By Andrei Skvarsky.
Yevgeny Kogan, president of the Moscow Partners investment boutique and a former senior partner at Russian wealth management firm Third Rome, talks to EmergingMarkets.me about his company’s history, current business and plans.
Yevgeny, what is your role in the company, which you and Igor Moryakov have founded as partners?
It may be worth starting with a few words about the company itself. Moscow Partners specialises in mediation between rapidly growing middle and small capitalisation companies, on the one hand, and institutional and private investors, on the other. We help our clients to raise funds they need for further development and give investors an opportunity to obtain high returns from their investments in such companies at early stages. Igor Moryakov is chairman of the board of directors at Moscow Partners and Irina Morozova is general director. I am president of the investment group. My personal role is to evolve a development strategy, work with major clients and seek mandates. Public relations, promotion of the Moscow Partners brand and business development are also part of my duties.
You joined Moscow Partners quite recently, on July 1. Before that you were a senior partner at Third Rome. What was the reason for the career switch ?
A desire for independence and the experience I had accumulated. I wanted to launch a project that would be completely in line my interests and give me an opportunity to use my potential. This led to a decision to develop a business with partners who shared my ideas. I’m sure we will succeed.
I like Third Rome very much. They are an excellent team, and I’m very pleased to have worked there. By the way, I have always said and will be saying that Andrei Movchan has been able to put together a wonderful team at Third Rome. In all sincerity, I wish them success.
As for my reason for going over to Moscow Partners, it is perfectly explicable. There are some specialised fields of work that I’m interested in. I want to pursue a specific line of business, namely to develop mechanisms of capitalisation and get companies ready for IPOs and SPOs.

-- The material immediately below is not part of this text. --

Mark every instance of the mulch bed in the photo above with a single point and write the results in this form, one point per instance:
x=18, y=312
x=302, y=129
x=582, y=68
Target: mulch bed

How would you best describe Moscow Partners’ business model?
You know, my colleagues and I are somehow happier to describe ourselves as an investment boutique. We want to do something for which there’s interest in the market. Namely, we manage our clients’ assets, and we do all that is needed to capitalise the company and to create its stock exchange history.
Moscow Partners was set up quite a long time ago. Why is it only today that the company has begun to be talked about so much? Does it mean rebranding or second wind or something else?
Yes, a company with this name did exist back in the early 90s. They were, by the way, one of the pioneers of the Russian stock market. Moscow Partners was a member of the 15-company PAUFOR association of brokers [Professional Association of Stock Market Participants], which formed the basis for the RTS stock exchange. Later Moscow Partners merged with another company. It’s a brand that only stock market veterans can remember. So in effect, we are talking about the restoration of the name, brand and core idea of Moscow Partners.
Does Moscow Partners have any deals in the pipeline?
Certainly. We are working today on a considerable number of mandates for very interesting plans for IPOs and SPOs, and so on.
How much money has Moscow raised or is planning to raise for investment?
I can only say that we have very ambitious plans.
Where does Moscow Partners draw its financial support from?
Moscow Partners are a dynamic team of like-minded people. Many members of our staff are quite well-known people in our industry. I would even say they have brand-like names. For this reason we are well-known and trusted, and there is willingness for cooperation and partnership with us.
Is Moscow Partners planning any hires, and if it is, how many people, and for what jobs?
As I said, we are a boutique, which by definition doesn’t imply an extensive structure. In our view, effectiveness is not at all dependent on the size of staff. We don’t have any plans to staff the office with 50 or 100 people. Most likely, the number will never be more than 25 or 30. People who were our colleagues in the past are willing to join the Moscow Partners team. We definitely value this a great deal, and we value each person as well.
What is your forecast for the future of fund management and the savings culture in Russia?
My opinion is that the situation in the stock market directly depends on the business climate, and both the investor community and the state play important roles there. I primarily mean pension funds. In my view, the main present-day problem of the stock market in our country is the absence of what one could call a pair of “long-term reliable hands”. If there were enough players of this kind, the market would be more stable.
One more very important point is that today the total number of brokerage accounts in Russia is no larger than 1% of the country’s population. For comparison’s sake, in the United States, which is the global benchmark, more than half the population invest in the stock market directly or indirectly. Eastern European countries, Poland for example, also have much larger proportions than Russia.
Another fact that needs to be pointed out is the inadequate culture of savings in our country. But, apparently, the main problem is there is not enough information and education. Solving this problem would make it possible to change the situation for the better.
I believe that carrying through all the aspects of change I’ve spoken about would enable us to speak of a normal stock market in Russia.
Yevgeny Kogan was chief executive of Russian company Antanta Capital and a senior investment adviser to the Union Bank of Israel before joining Third Rome. He won the 2007 Financier of the Year title from RIA Novosti and RBC and has received a Chivas 18 Top Financials award as a stock market guru.